Four-sides model of communication

The Four-sides model (“Hamburger Modell”) by Friedemann Schulz von Thun is in every German textbook on communication. It states that every message has 4 layers:

  • Factual information
    Facts and data
  • Appeal
    What the sender (speaker) wants to happen
  • Self revelation
    What the sender reveals about themselves – motives, values, emotions
  • Relationship
    How sender and receiver (listener) get along; what the sender thinks of the receiver

The lower three are open to interpretation. There can be a huge gap between the words someone says and what is perceived by someone else. It depends entirely on who is speaking and who is listening.

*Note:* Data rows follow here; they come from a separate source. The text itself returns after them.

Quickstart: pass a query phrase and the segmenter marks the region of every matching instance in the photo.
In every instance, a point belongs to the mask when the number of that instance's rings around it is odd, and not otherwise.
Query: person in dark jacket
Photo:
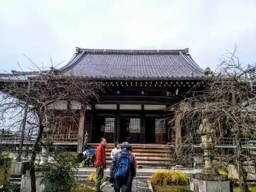
[[[101,180],[104,175],[104,169],[106,168],[106,153],[105,147],[106,146],[106,139],[102,138],[100,139],[100,143],[97,147],[95,152],[95,162],[94,165],[96,168],[97,181],[96,192],[101,191],[100,185]]]
[[[118,181],[115,180],[113,176],[115,172],[118,171],[117,162],[118,160],[122,156],[122,153],[130,154],[132,150],[132,146],[127,142],[124,142],[122,143],[121,150],[120,152],[116,153],[112,160],[112,164],[110,168],[110,182],[114,183],[114,188],[115,192],[120,192],[120,189],[122,189],[122,192],[131,192],[132,191],[132,185],[133,183],[133,178],[136,175],[136,168],[135,162],[134,161],[134,157],[132,154],[131,154],[129,157],[129,160],[131,163],[131,167],[129,170],[129,176],[127,181],[125,183],[120,183]]]

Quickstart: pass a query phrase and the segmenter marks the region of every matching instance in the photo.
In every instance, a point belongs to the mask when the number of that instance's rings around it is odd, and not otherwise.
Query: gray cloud
[[[97,2],[97,3],[96,2]],[[240,1],[2,1],[1,70],[36,70],[68,60],[76,46],[99,49],[189,48],[214,69],[239,45],[245,63],[256,61],[256,2]]]

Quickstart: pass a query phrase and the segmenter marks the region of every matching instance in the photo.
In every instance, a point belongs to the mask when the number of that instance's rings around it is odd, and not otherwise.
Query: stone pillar
[[[200,174],[194,174],[190,178],[190,190],[194,192],[230,191],[227,176],[220,175],[213,165],[214,143],[211,126],[208,119],[204,119],[199,126],[205,165]]]

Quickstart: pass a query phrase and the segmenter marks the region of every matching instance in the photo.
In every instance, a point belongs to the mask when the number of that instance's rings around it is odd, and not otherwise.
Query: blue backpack
[[[132,154],[129,153],[120,153],[122,156],[118,159],[114,179],[120,183],[125,183],[129,177],[131,167],[129,156]]]

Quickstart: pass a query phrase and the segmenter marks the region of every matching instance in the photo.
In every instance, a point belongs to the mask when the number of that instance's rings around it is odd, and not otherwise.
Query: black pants
[[[120,192],[120,189],[122,189],[122,192],[131,192],[132,182],[121,184],[119,182],[114,182],[114,189],[115,192]]]

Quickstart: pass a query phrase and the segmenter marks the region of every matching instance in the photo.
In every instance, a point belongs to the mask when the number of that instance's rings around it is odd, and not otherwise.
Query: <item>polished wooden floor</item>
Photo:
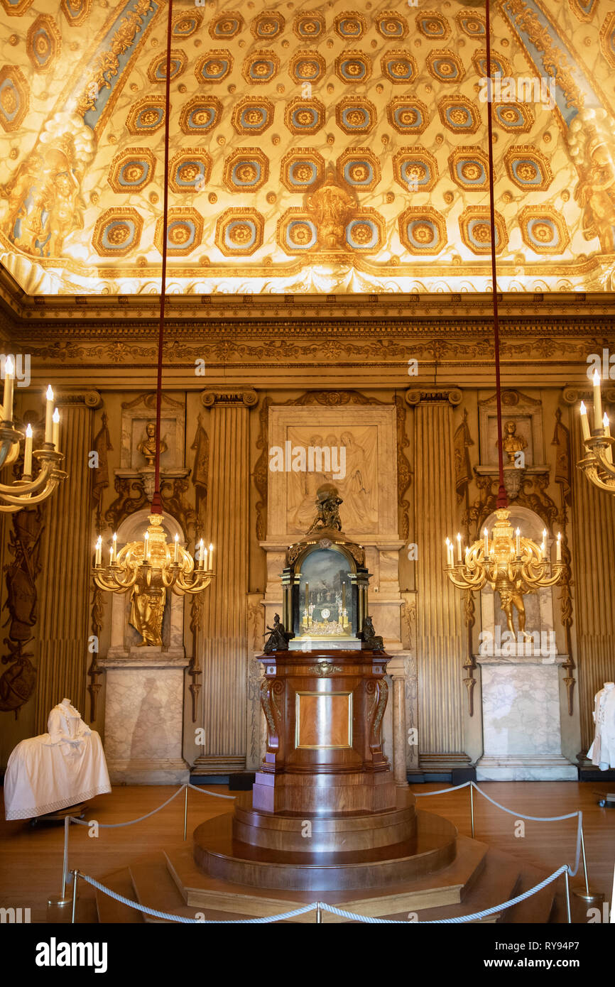
[[[212,788],[210,786],[210,788]],[[417,785],[417,794],[437,791],[445,786]],[[597,793],[614,791],[613,783],[577,782],[491,782],[481,788],[491,797],[508,808],[526,815],[565,815],[580,808],[583,812],[585,849],[590,883],[610,900],[615,868],[615,809],[600,808]],[[125,786],[111,795],[99,796],[90,802],[88,819],[117,823],[151,811],[165,801],[174,789],[163,786]],[[228,795],[225,786],[213,791]],[[476,837],[495,849],[515,856],[519,861],[540,868],[547,873],[562,864],[573,863],[576,849],[576,820],[524,823],[524,835],[516,816],[492,805],[475,792]],[[221,812],[232,811],[233,802],[212,796],[189,793],[188,838],[203,820]],[[470,835],[469,790],[462,789],[441,796],[418,799],[418,807],[450,819],[460,833]],[[0,807],[0,907],[30,908],[33,922],[57,922],[64,916],[47,908],[47,897],[59,894],[63,826],[4,821]],[[101,829],[98,837],[88,835],[85,826],[71,826],[69,866],[101,878],[110,872],[135,863],[153,851],[184,846],[184,796],[156,815],[134,826]],[[573,885],[580,883],[580,873]],[[81,922],[97,921],[94,889],[84,885],[79,898]],[[64,910],[65,911],[65,910]]]

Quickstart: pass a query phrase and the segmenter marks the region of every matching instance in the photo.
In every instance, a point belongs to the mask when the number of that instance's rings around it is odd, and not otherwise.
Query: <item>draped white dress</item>
[[[22,740],[4,778],[7,819],[31,819],[111,792],[101,738],[70,700],[54,706],[47,733]]]

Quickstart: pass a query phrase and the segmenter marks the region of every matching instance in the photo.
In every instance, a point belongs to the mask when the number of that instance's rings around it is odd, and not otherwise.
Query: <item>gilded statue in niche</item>
[[[156,569],[152,569],[150,575],[148,582],[137,579],[130,593],[128,623],[141,636],[137,647],[162,647],[162,620],[167,590],[160,577],[157,578]]]
[[[323,185],[305,198],[305,207],[318,231],[319,246],[325,250],[346,250],[346,228],[356,211],[356,202],[338,184],[333,170],[327,172]]]
[[[154,466],[158,448],[160,448],[160,455],[162,456],[163,452],[166,452],[169,447],[164,438],[161,438],[160,442],[156,442],[156,422],[148,421],[145,425],[145,436],[138,443],[136,451],[141,453],[148,466]]]

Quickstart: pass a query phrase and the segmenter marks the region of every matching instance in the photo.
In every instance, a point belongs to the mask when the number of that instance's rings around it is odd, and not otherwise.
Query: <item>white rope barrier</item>
[[[489,915],[495,915],[498,912],[501,912],[506,908],[511,908],[513,905],[517,905],[521,901],[525,901],[526,898],[530,898],[533,894],[537,894],[542,891],[544,887],[547,887],[552,881],[556,880],[561,874],[565,873],[569,870],[567,864],[564,864],[557,871],[554,871],[549,877],[545,877],[534,887],[529,888],[529,890],[524,891],[522,894],[517,894],[516,897],[511,898],[509,901],[504,901],[500,905],[494,905],[492,908],[485,908],[483,911],[474,912],[472,915],[459,915],[450,919],[429,919],[426,922],[409,922],[404,919],[378,919],[372,915],[359,915],[356,912],[349,912],[344,908],[337,908],[335,905],[329,905],[326,901],[314,901],[310,905],[303,905],[301,908],[295,908],[292,911],[282,912],[280,915],[266,915],[261,918],[255,919],[191,919],[184,915],[173,915],[169,912],[160,912],[155,908],[148,908],[146,905],[141,905],[137,901],[131,901],[130,898],[124,897],[123,894],[118,894],[117,891],[113,891],[110,887],[106,887],[105,884],[101,884],[100,881],[95,880],[94,877],[90,877],[85,873],[81,873],[79,871],[71,871],[71,873],[76,873],[82,880],[86,880],[93,887],[98,888],[104,894],[107,894],[110,898],[114,898],[115,901],[121,902],[123,905],[127,905],[129,908],[134,908],[145,915],[152,915],[154,918],[165,919],[170,922],[182,922],[186,925],[264,925],[270,922],[283,922],[287,919],[296,918],[299,915],[306,915],[308,912],[325,911],[332,915],[339,915],[341,918],[349,919],[353,922],[367,923],[368,925],[460,925],[464,922],[477,922],[480,919],[486,918]]]

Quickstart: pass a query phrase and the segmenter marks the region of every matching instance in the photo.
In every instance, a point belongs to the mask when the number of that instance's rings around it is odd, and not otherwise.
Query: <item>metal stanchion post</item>
[[[573,894],[576,898],[580,898],[581,901],[604,901],[604,895],[601,891],[592,891],[589,887],[589,877],[587,875],[587,860],[585,858],[585,836],[583,833],[582,823],[580,824],[580,853],[583,862],[583,877],[585,880],[584,887],[574,887]]]
[[[79,877],[79,872],[77,870],[71,871],[73,875],[73,911],[70,918],[71,923],[75,924],[75,913],[77,911],[77,878]]]
[[[568,924],[572,925],[573,920],[571,918],[571,888],[568,881],[568,871],[564,872],[564,880],[566,883],[566,914],[568,917]]]
[[[70,817],[64,816],[64,860],[62,862],[62,893],[59,898],[47,898],[47,904],[56,905],[59,908],[64,908],[65,905],[69,905],[71,898],[66,897],[66,877],[68,873],[68,827],[70,826]]]

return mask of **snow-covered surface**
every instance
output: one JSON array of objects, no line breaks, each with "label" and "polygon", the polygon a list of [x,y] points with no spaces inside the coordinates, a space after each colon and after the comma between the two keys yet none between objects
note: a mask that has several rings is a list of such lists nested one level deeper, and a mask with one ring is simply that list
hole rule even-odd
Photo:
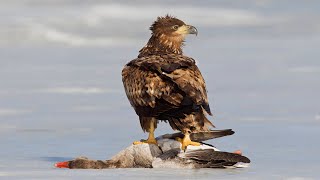
[{"label": "snow-covered surface", "polygon": [[[317,179],[319,1],[0,2],[0,179]],[[185,54],[207,82],[211,118],[249,168],[62,170],[145,138],[120,71],[155,16],[197,27]],[[160,123],[156,134],[172,132]]]}]

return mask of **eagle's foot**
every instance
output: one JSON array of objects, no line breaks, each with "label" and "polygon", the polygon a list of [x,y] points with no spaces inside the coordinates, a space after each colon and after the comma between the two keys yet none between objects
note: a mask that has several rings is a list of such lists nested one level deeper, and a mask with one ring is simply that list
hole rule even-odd
[{"label": "eagle's foot", "polygon": [[189,145],[191,145],[191,146],[200,146],[201,145],[201,143],[199,143],[199,142],[191,141],[189,134],[185,134],[183,139],[176,138],[176,140],[181,143],[181,149],[183,151],[186,151],[187,146],[189,146]]},{"label": "eagle's foot", "polygon": [[133,142],[134,145],[137,144],[155,144],[158,145],[157,140],[155,138],[148,138],[147,140],[135,141]]}]

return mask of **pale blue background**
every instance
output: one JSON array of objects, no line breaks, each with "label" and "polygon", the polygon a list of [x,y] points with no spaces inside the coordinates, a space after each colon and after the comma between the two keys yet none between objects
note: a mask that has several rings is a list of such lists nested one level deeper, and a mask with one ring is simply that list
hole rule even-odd
[{"label": "pale blue background", "polygon": [[[184,52],[206,79],[237,170],[62,170],[144,138],[121,82],[159,15],[198,28]],[[0,1],[0,179],[317,179],[320,1]],[[172,132],[161,123],[156,134]]]}]

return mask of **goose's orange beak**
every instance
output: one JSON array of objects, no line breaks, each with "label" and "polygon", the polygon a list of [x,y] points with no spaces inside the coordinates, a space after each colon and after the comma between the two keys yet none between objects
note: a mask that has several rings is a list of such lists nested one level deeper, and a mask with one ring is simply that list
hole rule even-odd
[{"label": "goose's orange beak", "polygon": [[242,155],[242,151],[241,150],[236,150],[233,152],[234,154],[239,154],[239,155]]},{"label": "goose's orange beak", "polygon": [[54,166],[57,168],[69,168],[69,161],[57,162]]}]

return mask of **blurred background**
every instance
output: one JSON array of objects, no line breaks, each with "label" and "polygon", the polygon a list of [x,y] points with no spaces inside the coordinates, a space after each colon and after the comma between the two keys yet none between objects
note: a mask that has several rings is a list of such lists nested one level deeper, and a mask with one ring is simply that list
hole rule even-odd
[{"label": "blurred background", "polygon": [[[55,161],[106,159],[145,138],[121,69],[148,41],[156,17],[166,14],[199,31],[187,37],[184,54],[197,60],[206,80],[210,119],[236,131],[210,143],[242,149],[254,160],[236,176],[315,176],[319,1],[2,0],[0,177],[56,175]],[[171,132],[161,123],[156,134]]]}]

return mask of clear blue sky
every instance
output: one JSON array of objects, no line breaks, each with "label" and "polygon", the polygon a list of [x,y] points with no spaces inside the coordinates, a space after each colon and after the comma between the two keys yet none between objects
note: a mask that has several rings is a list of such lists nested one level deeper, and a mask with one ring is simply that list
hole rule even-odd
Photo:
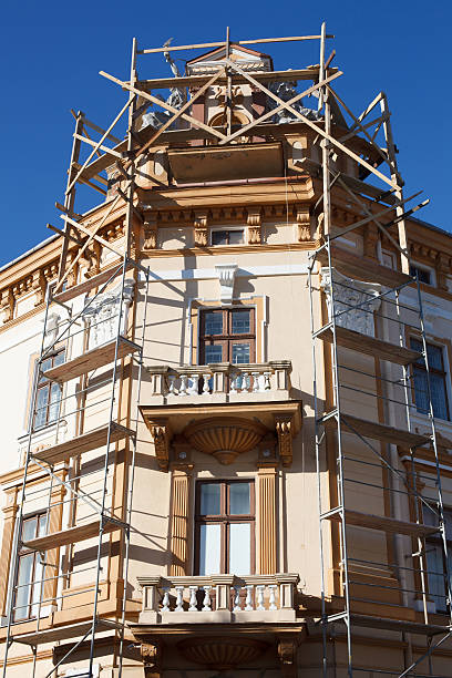
[{"label": "clear blue sky", "polygon": [[[380,90],[389,96],[399,164],[407,191],[423,189],[431,204],[419,217],[451,228],[450,32],[452,3],[436,0],[322,0],[316,2],[7,2],[0,53],[2,106],[0,163],[2,239],[0,266],[61,226],[73,119],[80,109],[106,126],[125,94],[102,79],[127,78],[131,41],[160,47],[232,39],[335,33],[329,49],[345,71],[337,91],[360,112]],[[257,48],[258,49],[258,48]],[[318,62],[318,44],[263,45],[275,68]],[[181,53],[189,58],[192,53]],[[181,62],[181,65],[183,63]],[[168,73],[163,56],[142,56],[140,76]]]}]

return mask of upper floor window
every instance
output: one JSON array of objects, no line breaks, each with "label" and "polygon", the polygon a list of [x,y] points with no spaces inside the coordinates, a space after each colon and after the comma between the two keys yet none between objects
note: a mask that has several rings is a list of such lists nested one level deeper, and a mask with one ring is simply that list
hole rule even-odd
[{"label": "upper floor window", "polygon": [[[438,525],[438,516],[431,508],[423,506],[425,525]],[[452,511],[444,510],[445,537],[448,542],[449,567],[445,563],[444,547],[440,531],[425,538],[427,571],[429,595],[433,598],[439,612],[448,607],[448,568],[452,575]],[[452,582],[451,582],[452,584]]]},{"label": "upper floor window", "polygon": [[230,230],[213,230],[213,245],[243,245],[245,243],[245,232],[243,228]]},{"label": "upper floor window", "polygon": [[43,513],[24,517],[22,521],[21,542],[23,542],[24,545],[19,552],[14,596],[14,622],[30,619],[38,614],[41,583],[44,576],[44,557],[37,551],[27,548],[27,542],[44,536],[45,531],[47,517]]},{"label": "upper floor window", "polygon": [[203,364],[255,362],[255,309],[218,308],[202,311],[199,348]]},{"label": "upper floor window", "polygon": [[[415,351],[422,351],[422,341],[419,339],[411,339],[410,346]],[[443,348],[440,346],[434,346],[433,343],[428,343],[427,352],[429,358],[433,414],[438,419],[449,420],[450,415],[446,388],[448,374],[444,368]],[[419,358],[414,364],[413,380],[415,408],[418,412],[428,414],[430,410],[429,388],[427,381],[425,361],[423,358]]]},{"label": "upper floor window", "polygon": [[[42,362],[42,371],[50,370],[64,362],[64,349]],[[41,377],[38,383],[34,429],[41,429],[56,421],[60,417],[62,388],[56,381]]]},{"label": "upper floor window", "polygon": [[199,575],[255,571],[251,481],[202,481],[196,486],[195,569]]}]

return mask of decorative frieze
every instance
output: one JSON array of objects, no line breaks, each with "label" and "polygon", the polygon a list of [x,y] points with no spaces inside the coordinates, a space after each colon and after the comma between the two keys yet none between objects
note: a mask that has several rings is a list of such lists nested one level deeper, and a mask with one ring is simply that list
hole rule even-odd
[{"label": "decorative frieze", "polygon": [[196,247],[207,247],[208,244],[208,212],[195,212],[193,220],[195,227]]},{"label": "decorative frieze", "polygon": [[248,209],[247,216],[248,226],[248,245],[260,245],[263,242],[261,226],[261,208]]}]

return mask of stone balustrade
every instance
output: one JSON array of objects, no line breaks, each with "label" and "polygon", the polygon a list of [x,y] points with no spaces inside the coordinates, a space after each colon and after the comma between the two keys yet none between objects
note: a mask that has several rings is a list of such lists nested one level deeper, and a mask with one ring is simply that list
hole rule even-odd
[{"label": "stone balustrade", "polygon": [[297,574],[138,577],[140,624],[294,622]]},{"label": "stone balustrade", "polygon": [[[290,392],[290,360],[230,364],[148,366],[151,396],[160,402],[225,400],[287,400]],[[177,399],[177,400],[176,400]]]}]

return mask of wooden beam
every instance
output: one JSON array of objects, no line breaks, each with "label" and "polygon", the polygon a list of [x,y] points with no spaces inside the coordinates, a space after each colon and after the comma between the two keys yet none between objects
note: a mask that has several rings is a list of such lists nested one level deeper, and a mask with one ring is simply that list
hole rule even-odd
[{"label": "wooden beam", "polygon": [[95,148],[95,153],[101,150],[104,153],[107,153],[109,155],[113,155],[114,157],[119,157],[120,160],[122,158],[121,153],[117,153],[117,151],[114,151],[113,148],[109,148],[109,146],[103,146],[102,144],[99,144],[99,142],[93,142],[91,138],[86,138],[85,136],[82,136],[81,134],[74,134],[75,138],[80,138],[80,141],[84,142],[85,144],[89,144],[90,146],[94,146]]},{"label": "wooden beam", "polygon": [[220,75],[222,75],[222,71],[218,71],[218,73],[216,73],[213,78],[210,78],[206,82],[206,84],[203,88],[201,88],[201,90],[198,90],[194,96],[192,96],[192,99],[186,101],[185,104],[179,109],[178,114],[173,115],[173,117],[171,117],[164,125],[162,125],[162,127],[160,127],[155,132],[155,134],[153,134],[151,138],[140,148],[136,157],[140,157],[141,155],[143,155],[143,153],[145,153],[147,148],[150,148],[152,144],[155,143],[155,141],[160,137],[160,135],[165,130],[167,130],[173,124],[173,122],[177,120],[177,117],[179,117],[179,115],[182,115],[187,109],[189,109],[199,96],[203,96],[204,92],[206,92],[206,90],[208,90],[208,88],[210,88],[218,80]]},{"label": "wooden beam", "polygon": [[[143,96],[143,99],[147,99],[147,101],[152,101],[152,103],[157,104],[157,106],[161,106],[162,109],[165,109],[166,111],[170,111],[171,113],[178,114],[178,110],[175,109],[174,106],[171,106],[165,101],[162,101],[161,99],[157,99],[156,96],[153,96],[152,94],[147,94],[147,92],[143,92],[142,90],[134,88],[127,82],[119,80],[119,78],[114,78],[113,75],[110,75],[109,73],[105,73],[104,71],[100,71],[100,75],[121,85],[123,90],[129,90],[129,92],[133,92],[134,94],[137,94],[138,96]],[[196,120],[196,117],[192,117],[192,115],[187,115],[186,113],[183,113],[181,117],[183,117],[184,120],[187,120],[196,127],[201,127],[202,130],[209,132],[210,134],[213,134],[214,136],[217,136],[220,140],[225,138],[224,134],[222,134],[220,132],[217,132],[216,130],[214,130],[213,127],[209,127],[208,125],[205,125],[199,120]]]},{"label": "wooden beam", "polygon": [[[232,62],[230,62],[232,63]],[[297,101],[299,101],[300,99],[302,99],[304,96],[307,96],[308,94],[311,94],[312,92],[315,92],[316,90],[318,90],[319,88],[321,88],[326,82],[330,82],[331,80],[335,80],[336,78],[339,78],[340,75],[342,75],[341,71],[338,71],[337,73],[335,73],[333,75],[329,75],[326,80],[323,80],[322,82],[318,82],[317,84],[308,88],[307,90],[305,90],[304,92],[301,92],[300,94],[297,94],[296,96],[294,96],[292,99],[290,99],[287,104],[285,102],[282,102],[278,96],[271,95],[273,97],[276,99],[280,102],[280,105],[277,106],[276,109],[273,109],[271,111],[268,111],[267,113],[264,113],[264,115],[261,115],[260,117],[253,120],[250,123],[248,123],[247,125],[245,125],[244,127],[240,127],[239,130],[237,130],[237,132],[233,132],[233,134],[229,134],[227,137],[225,137],[225,140],[223,142],[219,142],[219,145],[224,145],[229,143],[230,141],[233,141],[234,138],[236,138],[236,136],[242,136],[245,132],[247,132],[247,130],[250,130],[251,127],[255,127],[257,125],[257,123],[263,122],[264,120],[268,120],[268,117],[273,117],[275,115],[275,113],[278,113],[279,111],[282,111],[282,109],[286,109],[287,105],[296,103]],[[248,80],[248,78],[247,78]],[[254,80],[254,79],[251,79]],[[259,85],[259,83],[256,83],[257,86],[261,86]],[[269,92],[269,90],[266,90],[266,88],[263,88],[263,91],[265,92]],[[295,109],[294,109],[295,110]],[[317,131],[316,125],[314,125],[314,127]]]},{"label": "wooden beam", "polygon": [[110,249],[111,251],[113,251],[117,257],[122,258],[124,256],[123,253],[119,251],[115,247],[112,247],[110,245],[110,243],[107,240],[105,240],[105,238],[102,238],[101,236],[96,235],[94,232],[92,232],[89,228],[86,228],[85,226],[83,226],[83,224],[80,224],[80,222],[74,222],[66,214],[61,214],[60,217],[64,222],[69,222],[71,224],[71,226],[74,226],[75,228],[79,228],[82,233],[84,233],[85,235],[90,236],[90,238],[92,238],[93,240],[97,240],[97,243],[100,243],[101,245],[106,247],[106,249]]},{"label": "wooden beam", "polygon": [[83,170],[86,167],[86,165],[89,164],[90,160],[93,157],[94,153],[96,152],[96,150],[99,148],[99,146],[104,142],[104,140],[106,138],[106,135],[110,134],[111,130],[113,130],[114,125],[117,123],[117,121],[120,120],[120,117],[125,113],[125,111],[129,109],[129,106],[131,105],[132,100],[130,99],[129,101],[125,102],[125,104],[123,105],[123,107],[121,109],[121,111],[117,113],[117,115],[115,116],[115,119],[113,120],[113,122],[111,123],[111,125],[109,126],[109,129],[106,130],[106,132],[104,132],[104,134],[101,136],[101,138],[99,140],[97,144],[94,146],[93,151],[90,153],[90,155],[88,156],[88,158],[85,160],[85,162],[83,163],[81,170],[79,170],[78,174],[75,175],[75,178],[72,179],[72,182],[70,183],[70,185],[66,188],[66,195],[68,193],[71,191],[72,186],[74,186],[74,184],[79,181],[80,175],[82,174]]},{"label": "wooden beam", "polygon": [[[391,186],[392,188],[398,188],[398,184],[396,182],[396,179],[389,179],[387,176],[384,176],[384,174],[382,174],[381,172],[379,172],[378,170],[376,170],[376,167],[372,167],[372,165],[369,165],[369,163],[367,163],[362,157],[360,157],[359,155],[357,155],[356,153],[353,153],[352,151],[350,151],[349,148],[347,148],[347,146],[345,146],[343,144],[341,144],[339,141],[337,141],[333,136],[327,134],[327,132],[323,132],[323,130],[321,130],[320,127],[318,127],[318,125],[316,125],[315,123],[312,123],[308,117],[305,117],[305,115],[302,115],[301,113],[299,113],[299,111],[297,111],[296,109],[294,109],[289,102],[284,102],[281,99],[279,99],[279,96],[277,96],[276,94],[274,94],[270,90],[267,90],[267,88],[265,88],[263,84],[260,84],[259,82],[257,82],[257,80],[255,80],[254,78],[251,78],[248,73],[245,73],[240,66],[238,66],[235,62],[232,61],[227,61],[228,65],[230,65],[230,68],[233,68],[234,70],[238,71],[239,73],[242,73],[242,75],[244,75],[244,78],[246,78],[251,84],[254,84],[255,86],[257,86],[258,89],[260,89],[263,92],[265,92],[268,96],[270,96],[274,101],[276,101],[279,106],[281,109],[286,109],[287,111],[290,111],[290,113],[292,113],[296,117],[298,117],[299,120],[301,120],[306,125],[308,125],[308,127],[311,127],[312,130],[315,130],[315,132],[317,132],[318,134],[320,134],[321,136],[323,136],[323,138],[326,138],[327,141],[329,141],[331,144],[333,144],[335,146],[337,146],[338,148],[340,148],[343,153],[346,153],[347,155],[349,155],[352,160],[355,160],[357,163],[359,163],[360,165],[362,165],[363,167],[366,167],[367,170],[369,170],[369,172],[371,172],[372,174],[374,174],[376,176],[378,176],[380,179],[382,179],[386,184],[388,184],[389,186]],[[341,75],[342,73],[339,72],[337,73],[337,75]],[[318,83],[319,86],[325,85],[327,82],[330,82],[333,79],[333,76],[331,78],[327,78],[326,80],[323,80],[322,82]],[[254,121],[254,123],[251,124],[251,126],[255,126],[261,119],[257,119],[256,121]],[[220,145],[224,145],[226,143],[228,143],[229,141],[232,141],[232,138],[234,138],[235,136],[237,136],[238,134],[240,134],[243,132],[244,129],[242,129],[242,131],[239,132],[235,132],[234,134],[230,134],[225,141],[220,142]]]},{"label": "wooden beam", "polygon": [[[326,35],[327,38],[333,38],[335,35]],[[236,44],[265,44],[268,42],[299,42],[304,40],[320,40],[320,35],[295,35],[291,38],[259,38],[258,40],[238,40],[233,42]],[[181,50],[204,50],[215,47],[226,47],[226,42],[201,42],[197,44],[181,44],[179,47],[164,47],[164,48],[152,48],[146,50],[138,50],[138,54],[156,54],[158,52],[177,52]]]}]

An example:

  • Factual information: “Your team is a bottleneck”
  • Appeal could be:
    • “Work faster”
    • “Work differently”
    • “Hire someone”
  • Self revelation could be:
    • “I’m worried, we might not be able to deploy”
    • “I’m relieved it’s not my team”
  • Relationship could be:
    • “Your work is inadequate”
    • “You’re letting everyone down”

Of these 4 layers people tend to perceive the relationship layer. This explains gazillions of “I’ve never said that!” arguments all over the world: “Hearing” the relationship layer and confounding our interpretation of what was said, with the actual words.

Self Defense

Here’s what you can do if you don’t want to get blindsided by interpretations:

  • If you’re speaking: Anticipate possible misinterpretations and explicitly say what you do and don’t mean.
    Example: “Your team is a bottleneck. I’m not saying that, because I think you’re doing a bad job. I’m saying this, because I think there’s too much work coming in and I’d like to talk about what we can do to prevent that.”
    Coming to think about it, in tricky situations I try to speak out loud about all 4 layers: 1) I declare my intent, 2) why I’m speaking up and 3) what I appreciate in the other person on top of 4) stating my observations. Pretty meta…
  • If you’re listening: Before being hurt and getting all defensive, ask how something was meant.
    Example: “When you say that my team is a bottleneck, what do you mean? That we’re not fast enough? That we’re lazy? Do you really think that? What do you want us to do?”

Such simple measures can prevent a lot of hurt feelings, bruised egos and ultimately shipwrecked projects.